- Coordinates: 35°50′58.99″N 84°0′31.93″W﻿ / ﻿35.8497194°N 84.0088694°W
- Carries: 4 lanes of I-140 (Pellissippi Parkway)
- Crosses: Fort Loudoun Lake, part of the Tennessee River
- Locale: Blount–Knox counties, Tennessee, United States
- Official name: Lt. Alexander "Sandy" Bonnyman Medal of Honor Memorial Bridge
- Maintained by: Tennessee Department of Transportation

Characteristics
- Total length: 1,716.9 feet (523.3 m)
- Width: 84 feet (26 m)
- Clearance below: 80 feet (24 m)

History
- Construction start: January 1987
- Construction end: Fall 1989
- Opened: December 4, 1992

Statistics
- Daily traffic: 60,384 (2025)

Location
- Interactive map of Lt. Alexander "Sandy" Bonnyman Memorial Bridge

= Lt. Alexander "Sandy" Bonnyman Memorial Bridge =

The Lt. Alexander "Sandy" Bonnyman Medal of Honor Memorial Bridge is a bridge which carries the Pellissippi Parkway (Interstate 140, I-140) across the Fort Loudoun Lake impoundment of the Tennessee River between Blount and Knox counties in the US state of Tennessee. It was constructed between 1987 and 1989, and opened to traffic in 1992. It is named for Alexander Bonnyman Jr., a local United States Marine Corps officer who was killed in action in the Battle of Tarawa during World War II.

==Description==
The bridge crosses the Tennessee River in a direct east−west alignment on Toole's Bend. Here, the river marks the boundary between Blount and Knox counties. It is a steel girder bridge, and is 1,716.9 ft long. It has a maximum deck width of 84 ft, and its longest span is 460 ft long. The vertical clearance below the bridge on the river is approximately 80 ft. The bridge carries four lanes of traffic, separated by a concrete Jersey barrier, and contains 12 ft right shoulders and 6 ft left shoulders.

==History==
The bridge was first proposed as part of a plan in the early 1970s to extend the Pellissippi Parkway to U.S. Route 129 (US 129) near Alcoa, which originally ran between I-40/I-75 and State Route 62 (SR 62) in western Knox County. The site for the extension was unveiled to the public on December 24, 1984. Funding for the construction of the extension of the parkway was authorized by the Better Roads Program of 1986, and the bridge was the first part of the extension to begin construction. The contract for construction of the bridge was awarded in December 1986 at a cost of $11.8 million (equivalent to $ in ). The bridge was initially referred to as the "Pellissippi Parkway Bridge". Construction began in January 1987, with completion initially projected by August 1988. In April 1988, the bridge's piers had been completed, and installation of the framework began. The bridge was virtually completed by May 1989, although final work did not wrap up until the Fall.

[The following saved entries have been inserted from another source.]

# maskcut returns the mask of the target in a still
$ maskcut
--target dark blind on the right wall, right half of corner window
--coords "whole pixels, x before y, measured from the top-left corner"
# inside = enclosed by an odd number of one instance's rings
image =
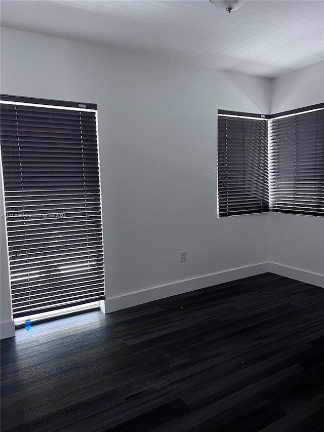
[[[324,110],[269,121],[270,211],[324,216]]]

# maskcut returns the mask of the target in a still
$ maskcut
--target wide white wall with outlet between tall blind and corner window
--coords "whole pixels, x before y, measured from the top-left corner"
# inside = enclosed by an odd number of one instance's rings
[[[268,113],[270,86],[264,78],[2,30],[2,93],[98,104],[109,310],[130,304],[111,297],[149,290],[131,303],[151,300],[222,282],[224,274],[191,288],[168,284],[268,261],[267,215],[217,219],[216,115],[218,108]],[[162,288],[152,294],[154,287]]]

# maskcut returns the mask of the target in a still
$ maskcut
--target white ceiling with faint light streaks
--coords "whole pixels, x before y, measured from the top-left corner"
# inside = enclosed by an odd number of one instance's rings
[[[215,0],[217,1],[217,0]],[[275,77],[324,59],[324,1],[2,0],[1,25]]]

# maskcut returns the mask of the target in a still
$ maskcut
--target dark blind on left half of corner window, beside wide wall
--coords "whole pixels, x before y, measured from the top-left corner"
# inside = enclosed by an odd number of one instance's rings
[[[266,120],[218,115],[218,216],[269,211]]]

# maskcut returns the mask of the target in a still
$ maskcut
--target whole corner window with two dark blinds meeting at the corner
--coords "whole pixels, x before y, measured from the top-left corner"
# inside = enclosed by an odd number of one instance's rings
[[[218,216],[324,216],[324,104],[218,113]]]

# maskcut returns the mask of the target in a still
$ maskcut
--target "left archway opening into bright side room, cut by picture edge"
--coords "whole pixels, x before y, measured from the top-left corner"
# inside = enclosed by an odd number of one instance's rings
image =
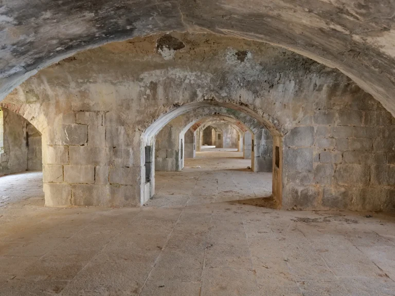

The bridge could not open, however, until the adjoining sections of the parkway on both ends were complete, and had to remain unused for more than three years. During this time, it faced multiple acts of trespassing and vandalism, including graffiti and damage to the navigation lights. A bonfire was also reported to have been built on the bridge, and a number residents living nearby reported theft and damage and destruction of structures on their properties. In response to complaints from residents, the Knox and Blount County sheriffs' departments began to increase patrols of the site in the middle of 1990. On December 4, 1992, the bridge opened with the 6.6 mi segment between US 129 in and SR 332. The bridge was officially named in honor of Alexander "Sandy" Bonnyman on September 7, 1997, in a dedication ceremony.